The EP sounds quite like a short album in the contrast in tracks and the structure of the EP itself. We’re these tracks written with this release in mind or did they fall into place more organically in regards to the time-frame of production?
I basically wrote a lot of music through the last 2 years and its all been considered in general how and where it works, this project was a main focus to it, as Dean Bryce who runs Don’t Sleep got in touch talking about working on a project together, and as we’ve known each other for a long time now it made perfect sense and it was a great new challenge for me to take on.
You collaborated with a number of vocalists on the release, how did the collaborations come about and where did you find your vocalists ?
It felt like the time for me to delve into that territory, writing songs rather than everything just been focused on instrumentals, i’m a big fan of full vocal records so it’s great to see where i can go with that idea, Effie is a friend i met at a party who just happened to have the most incredible voice, such a talented artists and that came together very naturally, Coby Sey & Infinite Coles we’re both linked via Dean Bryce at Don’t Sleep, they we’re both excited to be involved and it was a great process as they all wrote to the music i’d already written and arranged then I just arranged and mixed accordingly to fit it around what i was doing sonically, I feel everyone really understood the emotions I was trying to get across in my writing.

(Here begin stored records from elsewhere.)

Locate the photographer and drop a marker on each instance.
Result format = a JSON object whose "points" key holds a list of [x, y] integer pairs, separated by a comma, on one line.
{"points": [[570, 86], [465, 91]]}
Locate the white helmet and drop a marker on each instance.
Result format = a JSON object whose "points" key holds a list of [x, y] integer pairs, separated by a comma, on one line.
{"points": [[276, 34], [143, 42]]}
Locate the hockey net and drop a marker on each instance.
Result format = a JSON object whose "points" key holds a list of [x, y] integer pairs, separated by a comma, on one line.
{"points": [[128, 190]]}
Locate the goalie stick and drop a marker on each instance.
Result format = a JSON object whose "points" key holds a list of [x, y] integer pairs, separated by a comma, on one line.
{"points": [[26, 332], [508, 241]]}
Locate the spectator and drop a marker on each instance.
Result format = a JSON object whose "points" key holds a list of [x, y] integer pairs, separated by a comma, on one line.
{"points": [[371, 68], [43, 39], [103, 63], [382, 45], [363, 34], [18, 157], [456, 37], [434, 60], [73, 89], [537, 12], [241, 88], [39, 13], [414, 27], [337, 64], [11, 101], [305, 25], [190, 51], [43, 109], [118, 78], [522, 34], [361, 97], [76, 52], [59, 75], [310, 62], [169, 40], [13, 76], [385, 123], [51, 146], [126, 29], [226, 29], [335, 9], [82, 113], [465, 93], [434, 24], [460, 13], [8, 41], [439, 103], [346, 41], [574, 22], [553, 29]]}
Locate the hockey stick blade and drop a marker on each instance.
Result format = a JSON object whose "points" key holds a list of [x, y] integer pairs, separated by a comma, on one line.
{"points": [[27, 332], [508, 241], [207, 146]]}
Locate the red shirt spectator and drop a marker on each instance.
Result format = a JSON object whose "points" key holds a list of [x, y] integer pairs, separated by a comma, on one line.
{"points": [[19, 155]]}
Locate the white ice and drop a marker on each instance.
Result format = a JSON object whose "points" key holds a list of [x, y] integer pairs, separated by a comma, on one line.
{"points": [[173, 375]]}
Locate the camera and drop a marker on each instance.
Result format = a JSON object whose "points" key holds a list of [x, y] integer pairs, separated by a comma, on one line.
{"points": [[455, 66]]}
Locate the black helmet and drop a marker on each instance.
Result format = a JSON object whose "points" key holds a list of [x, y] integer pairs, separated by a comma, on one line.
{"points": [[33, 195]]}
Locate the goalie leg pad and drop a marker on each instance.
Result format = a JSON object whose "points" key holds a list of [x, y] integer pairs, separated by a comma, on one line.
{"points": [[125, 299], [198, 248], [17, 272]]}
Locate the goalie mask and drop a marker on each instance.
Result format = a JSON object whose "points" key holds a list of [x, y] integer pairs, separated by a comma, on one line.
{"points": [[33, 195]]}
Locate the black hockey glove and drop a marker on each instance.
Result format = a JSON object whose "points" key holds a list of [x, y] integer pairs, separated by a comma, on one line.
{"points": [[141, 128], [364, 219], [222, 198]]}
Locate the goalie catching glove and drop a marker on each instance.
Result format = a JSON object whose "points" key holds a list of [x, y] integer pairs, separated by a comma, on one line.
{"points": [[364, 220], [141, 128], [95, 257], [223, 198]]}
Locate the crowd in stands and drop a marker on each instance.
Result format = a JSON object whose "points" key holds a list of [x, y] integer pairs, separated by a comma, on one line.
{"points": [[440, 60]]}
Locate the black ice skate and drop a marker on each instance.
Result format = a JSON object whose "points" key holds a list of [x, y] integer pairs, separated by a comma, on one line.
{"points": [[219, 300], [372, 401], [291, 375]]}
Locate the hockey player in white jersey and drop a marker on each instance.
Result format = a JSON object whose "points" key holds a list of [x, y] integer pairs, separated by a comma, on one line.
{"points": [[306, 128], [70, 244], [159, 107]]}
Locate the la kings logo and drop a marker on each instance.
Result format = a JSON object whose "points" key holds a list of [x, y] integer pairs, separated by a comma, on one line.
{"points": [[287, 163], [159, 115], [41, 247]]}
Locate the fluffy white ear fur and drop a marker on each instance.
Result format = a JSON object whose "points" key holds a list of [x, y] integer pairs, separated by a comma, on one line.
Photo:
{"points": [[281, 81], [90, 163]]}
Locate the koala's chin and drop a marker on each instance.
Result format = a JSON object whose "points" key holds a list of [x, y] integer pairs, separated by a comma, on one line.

The Whistle Posse EP screams UK rave culture when listening, how are you feeling about the dance music scene in the UK at moment?
It’s great, so much amazing new music across the board and it feels very open, i’m excited to see what’s the to come and to hear the amazing music, i’m excited to hear what the future sounds like, and i think we’re in good hands.
Tell us about the creative process for making your new single ‘Love It Or Not’?
It’s hard to really recall, the feelings are all there in the sound. It’s very much about turning up and being in the studio for me, some days i’m just able to really get what I’m feeling out through the music. It wasn’t a long process, i think from memory it’s largely just based around the middle synth solo, which i probably built around a rhythm first. The bassline was a big driving point as well, it just gave me a progression to work with and build on.
What was it like working with Infinite Coles?
Super easy, it was done remote, and basically the instrumental was sent over as its arranged now and within a short period of time Infinite came back with the vocals and I was blown away, it feels like the mood of what i had wrote was understood and the emotion fitted perfectly, it really was a natural and enjoyable process. Infinite is an amazing talent and I can’t wait to see their rise.
You’ve garnered a name as a prolific producer through out the years, what’s in your studio at the moment ?
A lot of equipment, Bicep’s spare 909 is a centerpiece, my Toft all analogue desk is a key part, it’s what gives everything the main colour and sound, my Eventide H3000 does some heavy lifting on the effects side, it really has a way of transforming sounds, Oberheim Matrix which was a newish addition did a good chunk of the work for Ethereal Chugger, Do U Even Trance M8 and Pure Euphoria. There’s a lot more going on in there as well.
One final question, when’s the bassline EP?
Who knows, i just got sent a load of old Mista Men (a production group I was part of prior to releasing as Mella Dee) stuff that I didn’t have, even unreleased stuff i forgot, its been great playing that out, i’ve wrote a couple more bits and Sidney Street was a full on ode as an EP to that sound. It’s always something thats present in my mind, and elements sneak in to other stuff without it feeling so much like its purely bassline, but i will get round to that.